The eyres were concerned only with cases that for various reasons had not been dealt with by local courts.
The publication in 2002 by the Surrey Record Society of their volume 37, an index to the 1235 Surrey Eyre, marks the culmination of work that was started at least as early as the 1950s by C.A. F. Meekings, a scholar of international reputation, who has written several other major volumes published by the Society.

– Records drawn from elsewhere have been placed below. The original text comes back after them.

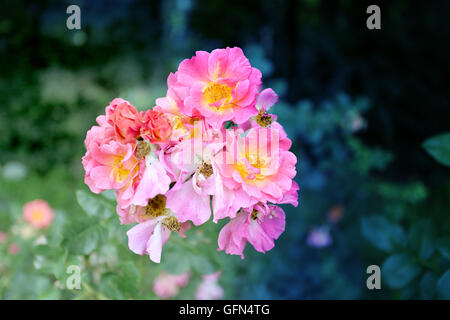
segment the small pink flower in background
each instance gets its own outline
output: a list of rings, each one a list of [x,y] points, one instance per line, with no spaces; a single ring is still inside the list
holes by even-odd
[[[9,253],[11,253],[11,254],[18,254],[19,251],[20,251],[20,246],[19,246],[17,243],[13,242],[13,243],[11,243],[11,245],[9,246],[8,251],[9,251]]]
[[[33,227],[44,229],[52,223],[53,210],[46,201],[37,199],[25,204],[23,216]]]
[[[197,287],[195,299],[197,300],[218,300],[223,298],[223,288],[219,285],[218,280],[222,272],[218,271],[213,274],[202,276],[203,280]]]
[[[169,274],[162,271],[153,282],[153,291],[161,299],[175,297],[180,291],[180,287],[185,287],[189,283],[189,272],[182,274]]]
[[[6,232],[0,231],[0,243],[6,243],[8,241],[8,235]]]
[[[363,117],[361,117],[361,115],[356,114],[351,122],[351,130],[353,132],[357,132],[359,130],[362,130],[366,127],[366,120],[364,120]]]
[[[326,248],[333,243],[333,238],[328,227],[319,227],[311,230],[308,234],[307,243],[311,247]]]
[[[328,221],[330,222],[338,223],[342,219],[343,215],[344,215],[344,207],[337,204],[331,207],[330,211],[328,211],[327,218]]]
[[[346,116],[342,119],[342,126],[344,129],[356,133],[367,127],[366,120],[361,114],[355,110],[348,111]]]

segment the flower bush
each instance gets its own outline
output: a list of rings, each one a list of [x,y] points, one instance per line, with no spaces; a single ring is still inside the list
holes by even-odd
[[[169,75],[166,97],[138,112],[114,99],[86,135],[83,166],[92,192],[114,190],[134,253],[161,262],[172,233],[230,219],[218,250],[274,247],[285,229],[276,204],[298,205],[296,156],[262,90],[261,72],[240,48],[197,51]]]

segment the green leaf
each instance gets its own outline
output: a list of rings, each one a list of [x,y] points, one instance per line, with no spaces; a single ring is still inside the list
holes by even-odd
[[[62,231],[67,221],[67,215],[65,211],[55,210],[55,217],[52,221],[52,227],[48,232],[48,245],[58,246],[63,240]]]
[[[166,250],[165,247],[164,257],[161,257],[161,264],[164,270],[171,274],[180,274],[191,268],[193,260],[191,252],[185,251],[181,253],[176,250]]]
[[[110,201],[116,201],[116,196],[114,194],[114,190],[106,190],[102,192],[102,196]]]
[[[5,299],[38,299],[41,294],[51,290],[52,286],[47,277],[16,272],[11,286],[5,294]]]
[[[122,274],[121,288],[122,292],[128,297],[134,297],[139,290],[141,274],[132,261],[121,263]]]
[[[380,215],[363,217],[361,231],[374,247],[386,252],[403,247],[406,242],[402,227]]]
[[[65,250],[48,245],[34,247],[33,267],[40,273],[59,278],[64,273]]]
[[[439,299],[450,299],[450,269],[445,271],[437,283],[437,292]]]
[[[100,291],[109,299],[123,300],[120,276],[112,272],[102,275],[100,280]]]
[[[234,127],[237,127],[237,124],[234,123],[233,121],[228,120],[228,121],[225,122],[223,127],[225,129],[233,129]]]
[[[404,287],[419,273],[420,267],[411,256],[405,253],[390,256],[381,267],[382,279],[393,289]]]
[[[436,292],[438,276],[433,272],[427,272],[420,279],[420,297],[422,299],[433,299]]]
[[[435,250],[433,224],[430,220],[419,220],[409,230],[409,243],[421,260],[429,259]]]
[[[438,241],[439,252],[448,260],[450,260],[450,237],[443,237]]]
[[[139,290],[140,273],[133,262],[121,264],[119,273],[107,272],[100,280],[100,291],[111,299],[136,298]]]
[[[94,196],[84,190],[77,191],[78,204],[92,217],[109,218],[114,207],[104,198]]]
[[[96,218],[68,223],[64,236],[70,253],[89,254],[98,248],[108,236],[108,230]]]
[[[431,137],[422,146],[439,163],[450,166],[450,132]]]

The first part of The 1235 Surrey Eyre, an introduction by C.A.F. Meekings, was prepared for the press by David Crook and published as SRS volume 31 in 1979. This volume gives comprehensive background information to the Surrey eyres in general as well as that of 1235. It has an biographical appendix which gives details of the most important Surrey persons concerned in the eyre (including all grand assize electors and jurors), most of whom are mentioned in a number of entries in the roll, together with the eyre justices and the sheriffs and deputy sheriffs holding office between 1229 and 1235, a total of almost 120 persons.
The second part, published in 1983 as SRS volume 32, is the transcription of the eyre by C.A.F. Meekings, re-edited by David Crook with a translation. The texts of 599 pleas (Civil and Crown) are set out, each followed by a translation.

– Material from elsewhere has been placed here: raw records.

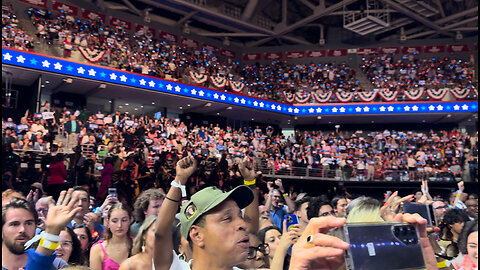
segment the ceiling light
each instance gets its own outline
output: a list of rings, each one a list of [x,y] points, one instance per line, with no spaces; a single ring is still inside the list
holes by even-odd
[[[125,106],[128,106],[128,103],[125,103]]]
[[[72,83],[73,79],[72,78],[65,78],[65,79],[63,79],[63,81],[66,82],[66,83]]]
[[[228,106],[228,107],[227,107],[227,110],[231,110],[231,109],[232,109],[232,106]]]
[[[152,102],[152,105],[155,105],[155,102]]]
[[[425,120],[422,120],[422,123],[425,123]]]
[[[183,110],[183,107],[178,107],[180,110]]]
[[[450,118],[450,117],[452,117],[452,115],[451,115],[451,114],[447,114],[447,118]]]
[[[129,114],[129,112],[125,112],[126,114]]]
[[[297,120],[297,119],[298,119],[298,117],[296,117],[296,116],[295,116],[293,119]]]
[[[120,109],[121,109],[121,108],[123,108],[123,106],[122,106],[122,105],[119,105],[119,106],[118,106],[118,108],[120,108]]]
[[[372,124],[375,123],[375,121],[372,121]]]
[[[42,87],[45,87],[45,85],[44,85],[44,84],[42,84]]]
[[[190,104],[187,104],[187,107],[190,107]]]
[[[329,124],[331,124],[332,122],[328,122]]]
[[[219,112],[217,112],[217,115],[220,115],[220,113],[219,113]]]
[[[104,84],[104,83],[101,83],[101,84],[98,86],[98,88],[105,89],[105,88],[107,88],[107,85]]]
[[[143,108],[143,105],[141,105],[140,108]]]
[[[208,102],[207,104],[205,104],[205,107],[210,107],[212,106],[212,103]]]
[[[253,121],[253,120],[255,120],[255,119],[252,118],[252,121]]]
[[[317,116],[317,119],[320,120],[320,119],[322,119],[322,117],[321,117],[321,116]]]
[[[111,101],[111,100],[109,100],[109,101],[108,101],[108,103],[112,103],[112,101]]]
[[[135,111],[138,111],[138,108],[135,108]]]
[[[45,83],[50,83],[50,81],[45,81]]]

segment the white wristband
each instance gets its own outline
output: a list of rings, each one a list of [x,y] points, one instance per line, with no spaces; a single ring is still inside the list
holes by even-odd
[[[170,185],[179,188],[182,191],[182,197],[187,197],[187,190],[185,189],[185,185],[181,185],[181,184],[175,182],[175,180],[173,180],[170,183]]]
[[[50,233],[47,233],[47,232],[43,231],[40,234],[35,235],[28,242],[26,242],[25,243],[25,249],[28,249],[33,243],[40,240],[40,238],[43,238],[43,239],[48,240],[50,242],[55,242],[55,243],[60,242],[60,235],[53,235],[53,234],[50,234]]]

The index gives numerous references to Epsom and Ewell, more for the latter, which is to be expected: Ewell was bigger than Epsom in 1235. However, the majority of them involve the biographical appendix in the first part and note that certain people, not necessarily living in Epsom and Ewell, had witnessed deeds relating to properties there. Other references are in the notes to the text of the second part, so that there in fact few references to Epsom or Ewell in the actual transcript of the eyre. A couple are worthy of mention:
One of the Crown Pleas (No.494) records that:
William, son of Eylota, was drowned by the wheel of the mill of Ewell. The price of the mill (wheel) is (12d), for which Joel the sheriff is to Answer. (12d). Judgement: misadventure.
This is an example of an object causing death (the mill wheel), being declared a ‘deodand’ – a thing to be given to God. It, or its value, was forfeited to the Crown. With the coming of the railways there was a fear that complete trains might be forfeited, and deodands were abolished in 1846. Joel the sheriff, would have been responsible for seeing that the owner of the millwheel paid its value over to the Crown.

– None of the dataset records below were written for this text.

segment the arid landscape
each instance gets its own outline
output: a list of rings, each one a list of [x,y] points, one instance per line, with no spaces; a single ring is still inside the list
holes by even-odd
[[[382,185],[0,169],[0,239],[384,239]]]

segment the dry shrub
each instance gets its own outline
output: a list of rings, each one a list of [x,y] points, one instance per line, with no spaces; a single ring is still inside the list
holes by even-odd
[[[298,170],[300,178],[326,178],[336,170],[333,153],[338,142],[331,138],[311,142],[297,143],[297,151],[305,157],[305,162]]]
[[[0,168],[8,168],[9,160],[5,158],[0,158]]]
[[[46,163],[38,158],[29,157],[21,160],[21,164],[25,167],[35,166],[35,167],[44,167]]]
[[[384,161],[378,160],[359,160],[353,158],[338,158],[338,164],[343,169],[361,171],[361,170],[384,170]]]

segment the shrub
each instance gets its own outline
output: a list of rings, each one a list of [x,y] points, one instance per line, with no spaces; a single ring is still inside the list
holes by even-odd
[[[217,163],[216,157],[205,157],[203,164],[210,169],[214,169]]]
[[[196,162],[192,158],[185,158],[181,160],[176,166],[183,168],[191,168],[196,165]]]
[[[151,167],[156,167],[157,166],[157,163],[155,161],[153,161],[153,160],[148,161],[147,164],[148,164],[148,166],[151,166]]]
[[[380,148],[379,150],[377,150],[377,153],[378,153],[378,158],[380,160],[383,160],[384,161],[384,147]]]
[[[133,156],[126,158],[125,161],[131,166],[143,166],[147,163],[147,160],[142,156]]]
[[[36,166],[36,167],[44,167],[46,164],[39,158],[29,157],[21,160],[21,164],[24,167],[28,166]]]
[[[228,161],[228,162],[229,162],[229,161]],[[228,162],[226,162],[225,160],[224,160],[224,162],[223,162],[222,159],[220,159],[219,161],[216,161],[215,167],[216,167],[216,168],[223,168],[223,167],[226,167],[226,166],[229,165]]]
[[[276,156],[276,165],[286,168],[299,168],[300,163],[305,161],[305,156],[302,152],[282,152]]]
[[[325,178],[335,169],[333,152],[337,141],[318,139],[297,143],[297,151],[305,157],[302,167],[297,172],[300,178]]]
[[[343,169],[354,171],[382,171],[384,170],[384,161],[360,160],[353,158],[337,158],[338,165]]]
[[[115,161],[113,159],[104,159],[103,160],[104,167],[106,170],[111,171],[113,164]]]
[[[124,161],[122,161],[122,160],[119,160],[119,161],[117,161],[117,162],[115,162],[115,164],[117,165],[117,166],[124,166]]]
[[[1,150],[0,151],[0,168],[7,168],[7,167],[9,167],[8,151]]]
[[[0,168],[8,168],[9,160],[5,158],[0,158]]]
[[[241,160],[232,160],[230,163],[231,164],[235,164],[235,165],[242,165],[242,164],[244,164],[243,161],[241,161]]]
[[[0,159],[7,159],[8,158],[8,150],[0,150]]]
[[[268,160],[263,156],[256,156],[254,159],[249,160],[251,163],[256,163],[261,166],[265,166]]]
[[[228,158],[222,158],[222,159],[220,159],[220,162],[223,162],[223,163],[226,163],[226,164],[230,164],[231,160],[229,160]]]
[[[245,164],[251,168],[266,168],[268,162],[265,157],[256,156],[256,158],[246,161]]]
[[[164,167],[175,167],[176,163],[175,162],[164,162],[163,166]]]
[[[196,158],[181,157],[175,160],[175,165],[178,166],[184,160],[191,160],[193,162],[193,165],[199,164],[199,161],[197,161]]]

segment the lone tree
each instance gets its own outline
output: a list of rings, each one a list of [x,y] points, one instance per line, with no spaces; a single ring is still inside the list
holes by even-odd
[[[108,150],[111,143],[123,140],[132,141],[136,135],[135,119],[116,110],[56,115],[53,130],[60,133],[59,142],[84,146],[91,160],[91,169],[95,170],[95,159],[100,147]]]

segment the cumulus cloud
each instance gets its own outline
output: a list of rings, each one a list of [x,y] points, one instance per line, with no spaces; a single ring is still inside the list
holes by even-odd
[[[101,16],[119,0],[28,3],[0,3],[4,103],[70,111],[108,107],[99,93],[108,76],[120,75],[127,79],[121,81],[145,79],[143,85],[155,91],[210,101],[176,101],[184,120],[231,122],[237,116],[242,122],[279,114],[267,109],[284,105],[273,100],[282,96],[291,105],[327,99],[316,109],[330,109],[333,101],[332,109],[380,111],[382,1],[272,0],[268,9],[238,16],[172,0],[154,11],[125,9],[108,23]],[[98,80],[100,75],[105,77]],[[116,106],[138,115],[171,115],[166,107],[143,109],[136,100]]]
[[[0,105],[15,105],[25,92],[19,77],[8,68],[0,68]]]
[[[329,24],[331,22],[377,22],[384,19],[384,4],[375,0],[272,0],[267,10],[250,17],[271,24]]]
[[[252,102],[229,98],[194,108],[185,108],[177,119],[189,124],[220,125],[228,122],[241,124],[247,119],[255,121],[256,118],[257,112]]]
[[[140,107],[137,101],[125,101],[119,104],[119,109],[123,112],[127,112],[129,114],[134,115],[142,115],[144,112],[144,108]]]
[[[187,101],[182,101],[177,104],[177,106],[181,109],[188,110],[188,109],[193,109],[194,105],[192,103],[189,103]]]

There is a brief reference to Epsom in No. 501:
Geoffrey Smith of Cuddington, Osbert Freware, William Halssmith, Richard Mackerell and William, son of Raghenilda are thieves of sheep and other things, so they are to be exacted and outlawed... William and Richard were in the tithing of William de Norreis of Epsom, so it is in mercy.
Although there is so little relating to Epsom and Ewell in the records of the 1235 Eyre, there is much of interest concerning other parts of Surrey, and the SRS publications taken as a whole, with explanatory material, notes and biographies of Surrey personalities, provide a mine of information on medieval Surrey. The importance of the 1235 Surrey Eyre is set out in Dr. David Robinson’s article, ‘Crime and Punishment in Surrey’ that was published in Surrey History 4v (1993). Dr. Robinson has kindly made helpful suggestions on this article.